Voice-activated AI is certainly having its moment in the sun. What was a concept mostly in the realm of science fiction a decade ago, is now widely predicted to be the “next big thing” in life-changing technology. Amazon’s Alexa, Google’s Allo, Apple’s Siri, Microsoft’s Cortana, Samsung’s Bixby (should it ever learn to speak English) — all have different skill sets and passionate adherents — and collectively generate a lot of buzz.
And some of that buzz, says Chirp CEO and Executive Director Moran Lerner, makes some sense, since technologists, innovators and investors see voice-controlled as an important commerce and data enabler. That’s exciting, Lerner said, particularly when wedded to a consumer interface that is easy to use.
“If you look at voice, it is [a] beautiful technology, because it really touches humans on [a certain] level. It is something they are familiar with in all of their day-to-day interactions.”
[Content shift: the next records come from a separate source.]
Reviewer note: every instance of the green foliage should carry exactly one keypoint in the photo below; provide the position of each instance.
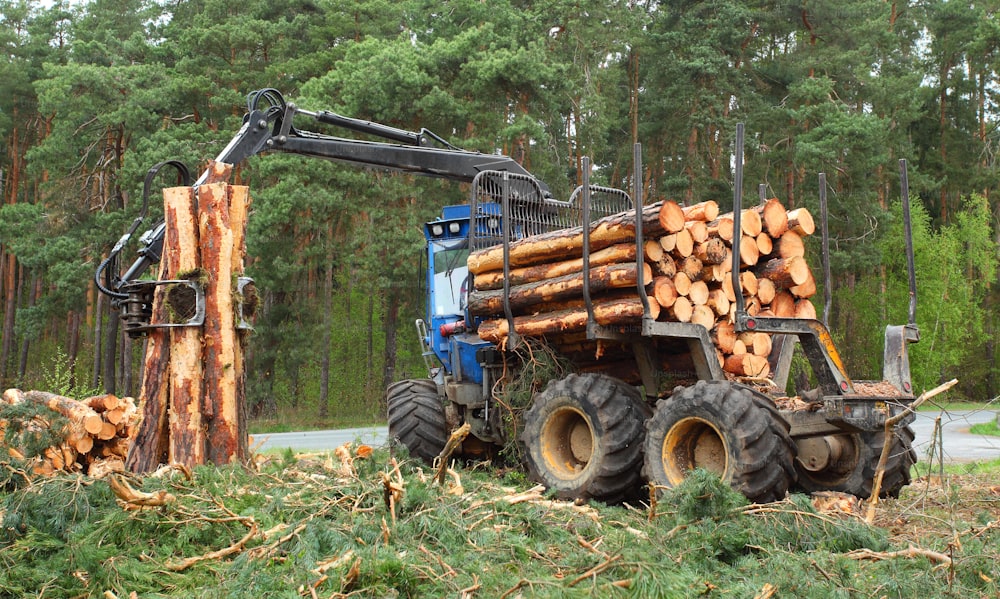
(317, 528)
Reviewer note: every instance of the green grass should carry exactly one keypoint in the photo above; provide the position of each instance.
(315, 529)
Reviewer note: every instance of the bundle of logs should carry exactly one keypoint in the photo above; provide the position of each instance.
(687, 265)
(94, 441)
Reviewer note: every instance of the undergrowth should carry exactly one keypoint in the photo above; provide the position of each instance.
(313, 528)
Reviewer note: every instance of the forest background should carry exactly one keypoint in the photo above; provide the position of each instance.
(96, 92)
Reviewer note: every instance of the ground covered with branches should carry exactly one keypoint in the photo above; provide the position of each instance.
(359, 524)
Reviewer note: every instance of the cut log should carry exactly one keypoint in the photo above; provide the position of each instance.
(749, 252)
(724, 336)
(774, 217)
(682, 309)
(522, 297)
(805, 309)
(691, 267)
(566, 244)
(746, 365)
(682, 283)
(697, 230)
(718, 301)
(765, 290)
(671, 217)
(785, 272)
(698, 294)
(704, 316)
(790, 244)
(664, 291)
(711, 251)
(703, 211)
(722, 227)
(683, 244)
(748, 283)
(806, 289)
(606, 313)
(765, 244)
(617, 254)
(783, 305)
(800, 221)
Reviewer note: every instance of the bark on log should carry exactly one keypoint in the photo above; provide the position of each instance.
(800, 221)
(617, 254)
(785, 272)
(187, 432)
(774, 217)
(568, 243)
(703, 211)
(606, 313)
(522, 297)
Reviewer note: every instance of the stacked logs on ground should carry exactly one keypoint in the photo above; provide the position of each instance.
(96, 439)
(687, 271)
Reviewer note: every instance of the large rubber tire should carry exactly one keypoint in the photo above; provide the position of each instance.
(583, 438)
(855, 474)
(725, 428)
(416, 418)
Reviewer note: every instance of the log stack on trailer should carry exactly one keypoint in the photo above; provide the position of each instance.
(687, 260)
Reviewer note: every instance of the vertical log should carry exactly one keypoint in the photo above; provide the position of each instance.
(187, 433)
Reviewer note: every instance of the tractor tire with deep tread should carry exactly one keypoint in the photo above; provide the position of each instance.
(856, 473)
(725, 428)
(416, 418)
(583, 438)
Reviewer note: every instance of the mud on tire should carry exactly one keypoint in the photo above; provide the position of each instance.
(725, 428)
(583, 437)
(416, 418)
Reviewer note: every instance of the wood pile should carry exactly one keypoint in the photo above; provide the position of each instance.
(96, 439)
(687, 265)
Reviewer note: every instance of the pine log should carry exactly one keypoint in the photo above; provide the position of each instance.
(711, 251)
(746, 365)
(698, 294)
(722, 227)
(749, 252)
(611, 276)
(682, 309)
(774, 217)
(748, 283)
(78, 414)
(765, 244)
(664, 291)
(806, 289)
(718, 301)
(765, 290)
(790, 244)
(683, 244)
(785, 272)
(704, 316)
(805, 309)
(724, 336)
(606, 313)
(691, 267)
(697, 230)
(682, 283)
(800, 221)
(615, 254)
(671, 217)
(186, 429)
(703, 211)
(783, 305)
(564, 244)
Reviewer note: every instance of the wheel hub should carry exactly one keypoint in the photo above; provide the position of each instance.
(567, 442)
(693, 443)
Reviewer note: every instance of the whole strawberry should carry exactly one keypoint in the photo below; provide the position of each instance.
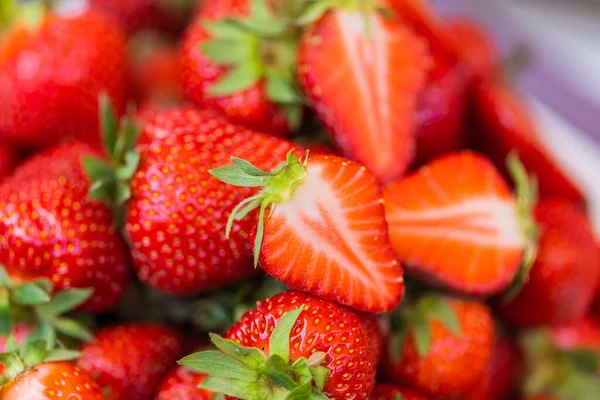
(182, 384)
(561, 285)
(52, 69)
(321, 229)
(292, 344)
(50, 228)
(238, 58)
(442, 346)
(130, 360)
(368, 98)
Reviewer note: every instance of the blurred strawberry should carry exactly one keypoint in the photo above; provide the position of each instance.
(52, 69)
(505, 125)
(244, 70)
(561, 284)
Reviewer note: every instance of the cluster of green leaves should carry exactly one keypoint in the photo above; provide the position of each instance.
(248, 374)
(35, 301)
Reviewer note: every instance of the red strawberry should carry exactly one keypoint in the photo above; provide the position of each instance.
(447, 347)
(505, 125)
(50, 228)
(8, 160)
(378, 74)
(324, 230)
(130, 360)
(476, 48)
(386, 391)
(51, 76)
(317, 345)
(460, 205)
(177, 213)
(561, 284)
(499, 380)
(182, 384)
(244, 71)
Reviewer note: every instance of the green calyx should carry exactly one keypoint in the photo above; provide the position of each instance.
(559, 373)
(259, 47)
(110, 180)
(277, 187)
(35, 301)
(416, 320)
(34, 351)
(526, 196)
(249, 374)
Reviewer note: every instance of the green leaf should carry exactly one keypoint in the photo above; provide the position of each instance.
(237, 80)
(108, 124)
(248, 356)
(229, 387)
(61, 355)
(233, 175)
(215, 363)
(29, 294)
(71, 328)
(64, 301)
(279, 343)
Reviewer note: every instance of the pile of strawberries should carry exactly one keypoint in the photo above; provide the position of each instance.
(281, 199)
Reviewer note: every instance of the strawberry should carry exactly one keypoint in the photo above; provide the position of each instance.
(443, 347)
(501, 375)
(477, 50)
(506, 125)
(386, 391)
(130, 360)
(324, 231)
(8, 160)
(294, 344)
(460, 205)
(37, 371)
(238, 58)
(561, 284)
(380, 68)
(182, 384)
(50, 228)
(51, 72)
(177, 211)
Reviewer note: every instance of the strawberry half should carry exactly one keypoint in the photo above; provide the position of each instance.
(460, 205)
(321, 229)
(379, 67)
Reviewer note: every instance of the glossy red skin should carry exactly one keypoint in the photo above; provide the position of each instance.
(563, 279)
(49, 227)
(182, 384)
(322, 326)
(506, 125)
(53, 381)
(501, 375)
(441, 124)
(131, 359)
(51, 82)
(178, 211)
(8, 160)
(454, 365)
(386, 391)
(251, 107)
(476, 48)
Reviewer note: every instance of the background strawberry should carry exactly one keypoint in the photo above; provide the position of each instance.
(130, 360)
(75, 58)
(50, 228)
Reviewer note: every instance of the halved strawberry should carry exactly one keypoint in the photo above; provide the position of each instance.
(363, 72)
(324, 231)
(455, 222)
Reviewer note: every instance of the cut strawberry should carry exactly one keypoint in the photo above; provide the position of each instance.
(456, 223)
(325, 232)
(368, 99)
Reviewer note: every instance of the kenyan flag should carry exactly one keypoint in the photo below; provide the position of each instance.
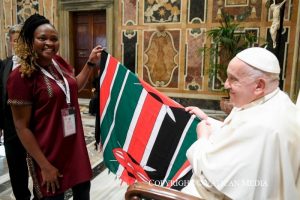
(144, 134)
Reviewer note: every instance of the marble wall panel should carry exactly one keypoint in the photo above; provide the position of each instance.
(130, 50)
(130, 12)
(194, 66)
(162, 11)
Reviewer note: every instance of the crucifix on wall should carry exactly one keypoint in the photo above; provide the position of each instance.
(277, 20)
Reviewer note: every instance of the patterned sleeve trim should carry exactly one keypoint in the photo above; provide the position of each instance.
(18, 102)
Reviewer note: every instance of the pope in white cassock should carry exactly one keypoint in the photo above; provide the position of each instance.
(255, 152)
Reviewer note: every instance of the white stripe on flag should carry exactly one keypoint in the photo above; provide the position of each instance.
(108, 99)
(178, 147)
(133, 123)
(115, 111)
(153, 135)
(184, 172)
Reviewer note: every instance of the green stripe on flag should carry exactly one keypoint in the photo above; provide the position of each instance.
(190, 138)
(127, 104)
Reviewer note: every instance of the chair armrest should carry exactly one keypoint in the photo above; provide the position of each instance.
(141, 190)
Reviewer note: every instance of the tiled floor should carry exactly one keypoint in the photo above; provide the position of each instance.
(104, 186)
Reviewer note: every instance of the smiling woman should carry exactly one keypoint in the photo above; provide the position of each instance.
(40, 89)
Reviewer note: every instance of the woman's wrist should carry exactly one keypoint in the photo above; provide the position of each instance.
(91, 64)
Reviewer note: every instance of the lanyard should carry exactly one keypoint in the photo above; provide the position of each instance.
(66, 88)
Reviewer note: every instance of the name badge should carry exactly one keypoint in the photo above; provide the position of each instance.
(68, 119)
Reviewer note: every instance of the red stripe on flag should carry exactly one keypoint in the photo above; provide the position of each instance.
(106, 84)
(175, 178)
(144, 127)
(143, 130)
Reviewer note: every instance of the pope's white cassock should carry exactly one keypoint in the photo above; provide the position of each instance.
(254, 154)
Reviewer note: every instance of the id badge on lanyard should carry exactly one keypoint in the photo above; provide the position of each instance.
(69, 122)
(68, 114)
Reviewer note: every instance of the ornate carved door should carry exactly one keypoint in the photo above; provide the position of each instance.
(89, 30)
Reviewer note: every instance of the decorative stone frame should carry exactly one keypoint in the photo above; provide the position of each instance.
(64, 12)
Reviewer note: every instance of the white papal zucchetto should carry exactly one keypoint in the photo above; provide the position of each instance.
(260, 58)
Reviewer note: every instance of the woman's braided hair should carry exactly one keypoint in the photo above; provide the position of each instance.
(24, 48)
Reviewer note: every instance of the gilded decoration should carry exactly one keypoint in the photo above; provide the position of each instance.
(240, 10)
(194, 62)
(161, 59)
(162, 11)
(25, 8)
(130, 11)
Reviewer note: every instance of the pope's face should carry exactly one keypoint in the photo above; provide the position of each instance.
(240, 85)
(13, 40)
(45, 43)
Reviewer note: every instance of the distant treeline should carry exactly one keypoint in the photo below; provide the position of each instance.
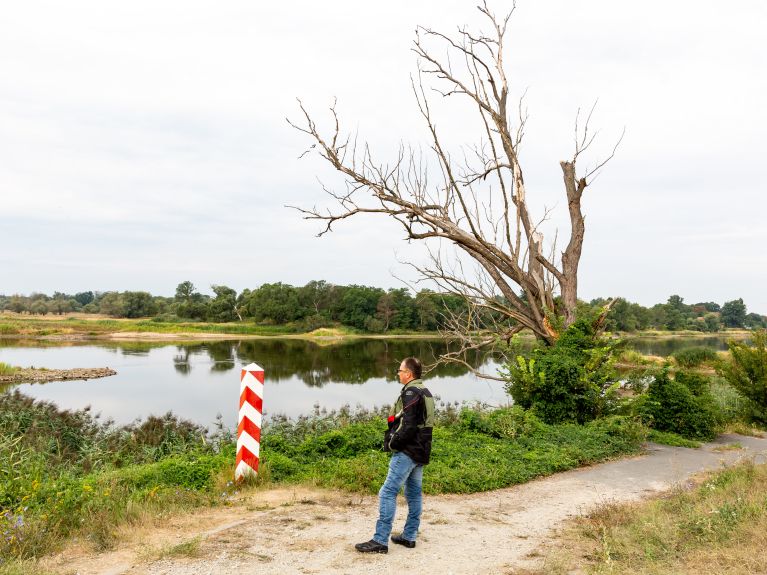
(321, 304)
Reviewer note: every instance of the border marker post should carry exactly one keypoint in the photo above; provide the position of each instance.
(249, 421)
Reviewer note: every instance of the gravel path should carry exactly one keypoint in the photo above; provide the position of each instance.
(306, 531)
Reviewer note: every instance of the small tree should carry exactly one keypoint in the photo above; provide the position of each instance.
(734, 313)
(746, 371)
(572, 380)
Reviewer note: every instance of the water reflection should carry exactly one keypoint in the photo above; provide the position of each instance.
(199, 380)
(316, 365)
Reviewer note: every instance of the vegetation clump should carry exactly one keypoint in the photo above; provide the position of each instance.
(66, 472)
(680, 404)
(746, 371)
(572, 380)
(716, 527)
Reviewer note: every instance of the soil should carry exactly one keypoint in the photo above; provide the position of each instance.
(32, 375)
(302, 530)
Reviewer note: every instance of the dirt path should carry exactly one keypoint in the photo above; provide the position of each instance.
(307, 531)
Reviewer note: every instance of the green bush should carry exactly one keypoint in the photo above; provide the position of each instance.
(682, 405)
(572, 380)
(508, 422)
(746, 371)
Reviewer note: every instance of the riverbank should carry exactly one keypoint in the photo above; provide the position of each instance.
(43, 375)
(79, 327)
(308, 530)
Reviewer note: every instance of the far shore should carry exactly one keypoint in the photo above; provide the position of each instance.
(84, 327)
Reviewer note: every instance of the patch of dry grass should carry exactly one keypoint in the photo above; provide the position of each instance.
(718, 527)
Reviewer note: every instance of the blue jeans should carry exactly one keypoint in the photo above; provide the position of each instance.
(402, 471)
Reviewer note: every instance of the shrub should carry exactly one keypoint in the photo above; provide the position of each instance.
(694, 356)
(681, 405)
(572, 380)
(746, 371)
(505, 422)
(6, 369)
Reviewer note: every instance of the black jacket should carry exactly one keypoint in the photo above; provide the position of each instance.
(410, 423)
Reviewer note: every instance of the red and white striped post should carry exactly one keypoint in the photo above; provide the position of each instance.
(249, 426)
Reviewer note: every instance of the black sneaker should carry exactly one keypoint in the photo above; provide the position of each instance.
(400, 540)
(371, 547)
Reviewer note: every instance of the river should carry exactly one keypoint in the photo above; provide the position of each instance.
(199, 381)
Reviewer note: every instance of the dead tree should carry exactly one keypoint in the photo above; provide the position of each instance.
(480, 204)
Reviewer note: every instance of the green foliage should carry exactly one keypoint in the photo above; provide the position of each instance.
(682, 405)
(6, 369)
(506, 422)
(746, 371)
(572, 380)
(510, 445)
(734, 313)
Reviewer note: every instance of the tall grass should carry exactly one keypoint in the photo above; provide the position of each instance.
(694, 356)
(6, 369)
(718, 527)
(66, 473)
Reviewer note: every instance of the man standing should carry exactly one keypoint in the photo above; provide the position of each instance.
(409, 438)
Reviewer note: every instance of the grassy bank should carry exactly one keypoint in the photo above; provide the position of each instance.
(94, 327)
(719, 527)
(66, 474)
(83, 326)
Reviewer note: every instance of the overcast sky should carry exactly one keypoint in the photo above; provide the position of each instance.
(144, 143)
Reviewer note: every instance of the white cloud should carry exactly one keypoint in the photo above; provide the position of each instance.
(143, 143)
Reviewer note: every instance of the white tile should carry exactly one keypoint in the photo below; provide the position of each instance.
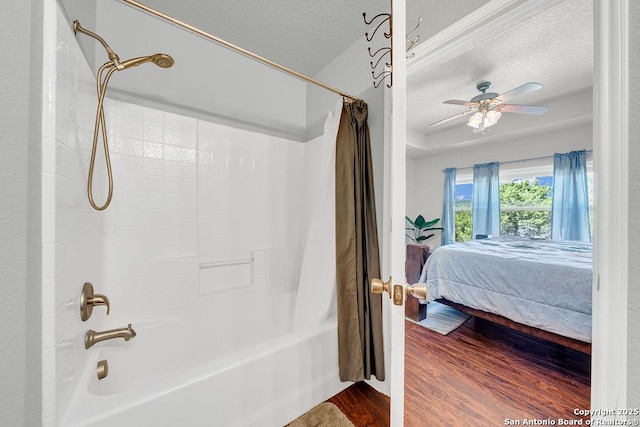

That is the good news, Lerner says, and there is certainly the potential for the use and expansion of this technology.
The bad news? There is too much buzz for something that isn’t going to have as big a payout as everyone is hoping for.
“It is not going to be the be-all and end-all. It will have a place in our lives; it just won’t be as big as everyone is making [it] out to be.”
There is a place for voice AI — Lerner told Karen Webster in their Topic TBD chat — but it might end up being about 30 percent as big as the current predictions.
“A few really solid niche cases, like connected cars or connected homes, but it just won’t be a constant companion for consumers in their day-to-day experiences.”
And before it can even get that far, Lerner notes, Voice AI has a long, long way to go.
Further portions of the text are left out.